Top-Rated Tourist Attractions in La Coruna
The port of La Coruña, traditionally known in English as Corunna, lies in the northwestern corner of Spain on a peninsula in the bay formed by the rías of El Ferrol, Ares, Betanzos and La Coruña. It is the largest city in Galicia, an important international port, a garrison town and a fishing port, with large fish-canning plants. The numerous glazed galleries (miradores) on the house-fronts have earned it the name of the ciudad de cristal ("city of crystal"). Although the first impression of La Coruña is of a not particularly attractive port and industrial town, there are many romantic nooks and corners in the hilly old part of the town.
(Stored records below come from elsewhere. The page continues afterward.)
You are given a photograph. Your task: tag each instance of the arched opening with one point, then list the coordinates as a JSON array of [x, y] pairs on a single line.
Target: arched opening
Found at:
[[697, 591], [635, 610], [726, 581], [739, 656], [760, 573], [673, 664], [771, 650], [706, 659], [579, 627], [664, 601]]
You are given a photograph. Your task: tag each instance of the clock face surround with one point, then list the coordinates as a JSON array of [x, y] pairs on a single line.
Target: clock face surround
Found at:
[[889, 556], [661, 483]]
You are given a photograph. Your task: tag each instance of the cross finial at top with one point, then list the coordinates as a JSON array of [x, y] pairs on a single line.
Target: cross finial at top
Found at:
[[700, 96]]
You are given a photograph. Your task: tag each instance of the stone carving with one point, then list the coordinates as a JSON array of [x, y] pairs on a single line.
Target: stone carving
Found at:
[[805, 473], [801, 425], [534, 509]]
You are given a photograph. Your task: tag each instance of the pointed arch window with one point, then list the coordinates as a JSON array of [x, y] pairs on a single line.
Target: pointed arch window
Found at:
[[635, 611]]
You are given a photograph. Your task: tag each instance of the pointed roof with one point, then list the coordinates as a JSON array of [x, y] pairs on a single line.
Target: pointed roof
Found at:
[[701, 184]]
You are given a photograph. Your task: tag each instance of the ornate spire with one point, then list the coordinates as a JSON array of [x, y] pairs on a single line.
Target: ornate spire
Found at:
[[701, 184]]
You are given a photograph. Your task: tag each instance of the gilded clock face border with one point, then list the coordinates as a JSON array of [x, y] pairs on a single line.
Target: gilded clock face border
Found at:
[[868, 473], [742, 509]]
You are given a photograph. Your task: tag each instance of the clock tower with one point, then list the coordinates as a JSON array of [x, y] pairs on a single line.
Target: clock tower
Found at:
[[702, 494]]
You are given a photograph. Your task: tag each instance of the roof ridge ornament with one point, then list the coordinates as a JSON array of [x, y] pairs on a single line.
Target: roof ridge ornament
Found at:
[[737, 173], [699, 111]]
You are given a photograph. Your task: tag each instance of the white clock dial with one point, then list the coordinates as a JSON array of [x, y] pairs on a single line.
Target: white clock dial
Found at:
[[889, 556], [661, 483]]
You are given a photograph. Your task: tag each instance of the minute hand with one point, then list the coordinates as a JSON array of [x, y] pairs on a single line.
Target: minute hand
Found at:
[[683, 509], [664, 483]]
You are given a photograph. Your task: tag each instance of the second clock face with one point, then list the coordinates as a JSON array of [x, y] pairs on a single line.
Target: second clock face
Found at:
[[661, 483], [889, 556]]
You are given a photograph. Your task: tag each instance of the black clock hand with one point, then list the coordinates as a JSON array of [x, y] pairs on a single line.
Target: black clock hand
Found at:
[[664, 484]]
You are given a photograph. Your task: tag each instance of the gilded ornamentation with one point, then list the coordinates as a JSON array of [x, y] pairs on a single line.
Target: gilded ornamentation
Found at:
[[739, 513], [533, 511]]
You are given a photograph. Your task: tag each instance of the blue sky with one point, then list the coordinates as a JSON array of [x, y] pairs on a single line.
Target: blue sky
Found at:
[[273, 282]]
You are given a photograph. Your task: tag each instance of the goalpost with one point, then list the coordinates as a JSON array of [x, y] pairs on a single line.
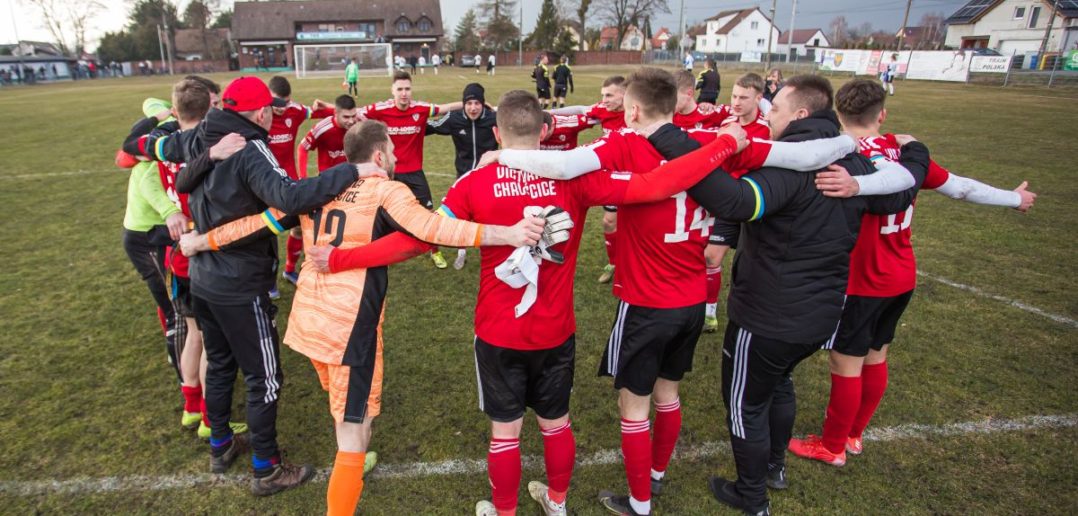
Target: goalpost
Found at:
[[331, 59]]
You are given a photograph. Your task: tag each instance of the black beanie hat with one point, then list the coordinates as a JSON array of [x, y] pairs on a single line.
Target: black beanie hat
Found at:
[[474, 92]]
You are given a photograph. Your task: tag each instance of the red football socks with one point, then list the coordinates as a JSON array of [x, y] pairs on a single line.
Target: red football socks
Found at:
[[667, 428], [503, 470], [293, 247], [636, 450], [842, 407], [610, 239], [714, 284], [560, 454], [873, 385], [192, 399]]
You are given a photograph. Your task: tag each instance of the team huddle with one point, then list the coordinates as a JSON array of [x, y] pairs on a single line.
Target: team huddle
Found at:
[[814, 197]]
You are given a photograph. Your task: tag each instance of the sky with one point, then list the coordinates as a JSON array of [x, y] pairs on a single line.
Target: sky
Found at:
[[18, 15]]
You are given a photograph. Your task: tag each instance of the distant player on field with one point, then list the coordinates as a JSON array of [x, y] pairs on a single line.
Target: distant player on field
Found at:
[[406, 120], [882, 278]]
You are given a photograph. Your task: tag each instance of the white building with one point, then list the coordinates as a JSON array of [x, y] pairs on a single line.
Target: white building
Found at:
[[1012, 26], [803, 41], [735, 31]]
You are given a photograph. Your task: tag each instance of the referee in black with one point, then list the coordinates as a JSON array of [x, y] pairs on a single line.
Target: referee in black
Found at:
[[707, 82], [789, 280]]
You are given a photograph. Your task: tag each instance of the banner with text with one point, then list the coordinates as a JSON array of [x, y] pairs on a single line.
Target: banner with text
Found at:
[[939, 66]]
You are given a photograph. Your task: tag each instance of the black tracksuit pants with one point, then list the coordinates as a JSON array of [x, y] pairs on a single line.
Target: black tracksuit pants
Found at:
[[243, 337], [149, 262], [758, 393]]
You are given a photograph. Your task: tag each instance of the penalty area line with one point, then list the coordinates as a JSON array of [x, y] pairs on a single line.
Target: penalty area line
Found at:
[[475, 466], [1007, 301]]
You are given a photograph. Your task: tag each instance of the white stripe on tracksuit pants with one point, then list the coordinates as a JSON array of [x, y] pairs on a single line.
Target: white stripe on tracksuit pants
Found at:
[[760, 402], [243, 337]]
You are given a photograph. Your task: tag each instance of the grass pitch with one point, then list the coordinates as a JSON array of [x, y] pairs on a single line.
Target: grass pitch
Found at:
[[86, 392]]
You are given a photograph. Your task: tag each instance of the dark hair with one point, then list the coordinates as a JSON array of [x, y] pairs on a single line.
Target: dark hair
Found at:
[[191, 99], [859, 101], [363, 138], [210, 85], [750, 80], [520, 114], [813, 93], [614, 81], [685, 80], [344, 102], [280, 86], [654, 89]]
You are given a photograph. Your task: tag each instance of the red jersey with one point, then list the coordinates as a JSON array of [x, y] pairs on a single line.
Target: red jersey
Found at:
[[328, 137], [699, 120], [496, 194], [406, 128], [282, 133], [176, 261], [610, 121], [565, 134], [882, 263]]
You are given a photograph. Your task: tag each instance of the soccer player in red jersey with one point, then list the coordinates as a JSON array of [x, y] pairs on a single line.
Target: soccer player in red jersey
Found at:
[[286, 125], [882, 278], [406, 120], [688, 114], [565, 133], [328, 135], [661, 283], [744, 109]]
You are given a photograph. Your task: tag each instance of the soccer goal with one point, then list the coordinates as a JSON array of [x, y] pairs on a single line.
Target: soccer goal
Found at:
[[331, 59]]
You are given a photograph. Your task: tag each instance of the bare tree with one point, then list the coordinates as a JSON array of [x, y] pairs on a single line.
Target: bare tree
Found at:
[[623, 14], [840, 29], [67, 21]]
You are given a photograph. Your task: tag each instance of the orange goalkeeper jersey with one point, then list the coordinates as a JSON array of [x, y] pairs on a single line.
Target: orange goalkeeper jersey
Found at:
[[336, 317]]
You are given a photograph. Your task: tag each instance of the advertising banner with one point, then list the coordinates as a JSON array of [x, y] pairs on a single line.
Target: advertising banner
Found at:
[[939, 66], [842, 60], [990, 64]]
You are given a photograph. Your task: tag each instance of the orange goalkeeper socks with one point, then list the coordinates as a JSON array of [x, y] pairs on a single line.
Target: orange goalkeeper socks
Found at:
[[346, 483]]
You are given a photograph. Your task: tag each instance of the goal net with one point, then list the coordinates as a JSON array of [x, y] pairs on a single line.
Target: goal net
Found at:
[[331, 59]]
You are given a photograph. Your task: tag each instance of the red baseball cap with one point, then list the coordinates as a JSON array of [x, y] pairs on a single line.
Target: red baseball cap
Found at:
[[249, 94]]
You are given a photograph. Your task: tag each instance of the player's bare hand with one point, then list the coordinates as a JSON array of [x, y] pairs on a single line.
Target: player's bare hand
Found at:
[[526, 233], [177, 223], [738, 134], [903, 139], [488, 157], [1027, 197], [232, 143], [318, 258], [837, 182], [193, 242]]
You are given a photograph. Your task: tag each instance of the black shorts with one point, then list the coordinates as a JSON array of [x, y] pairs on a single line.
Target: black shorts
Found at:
[[868, 323], [417, 183], [510, 380], [648, 344], [180, 292]]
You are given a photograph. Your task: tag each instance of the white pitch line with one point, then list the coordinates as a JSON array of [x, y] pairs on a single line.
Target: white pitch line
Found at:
[[1008, 301], [475, 466]]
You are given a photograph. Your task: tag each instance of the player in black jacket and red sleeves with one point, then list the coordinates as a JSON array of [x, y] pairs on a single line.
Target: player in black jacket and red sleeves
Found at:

La Coruña, originally an Iberian settlement, was used by the Romans as a port, under the name of Ardobirum Coronium; an imposing relic of the Roman period is the lighthouse known as the Torre de Hércules. It was occupied by the Moors, captured from them by the Portuguese and then taken from the Portuguese by Spain. In 1588 the "Invincible Armada", with 130 vessels and 29,000 men, sailed from here for the invasion of England but lost half its ships and half its men as a result of severe storms and English counter-attacks and returned defeated to La Coruña. In 1589 an English fleet commanded by Sir Francis Drake appeared in the bay and attacked the town; the attack was beaten off thanks to the courage of a local heroine named María Pita, but the town suffered much destruction. During the Napoleonic wars, in 1809, a British and Spanish army under the command of Sir John Moore was defeated in a battle at Elviña, just outside the town, in which Moore was killed. During the fight for a liberal constitution at the beginning of the 19th Century La Coruña was always on the side of the liberal forces.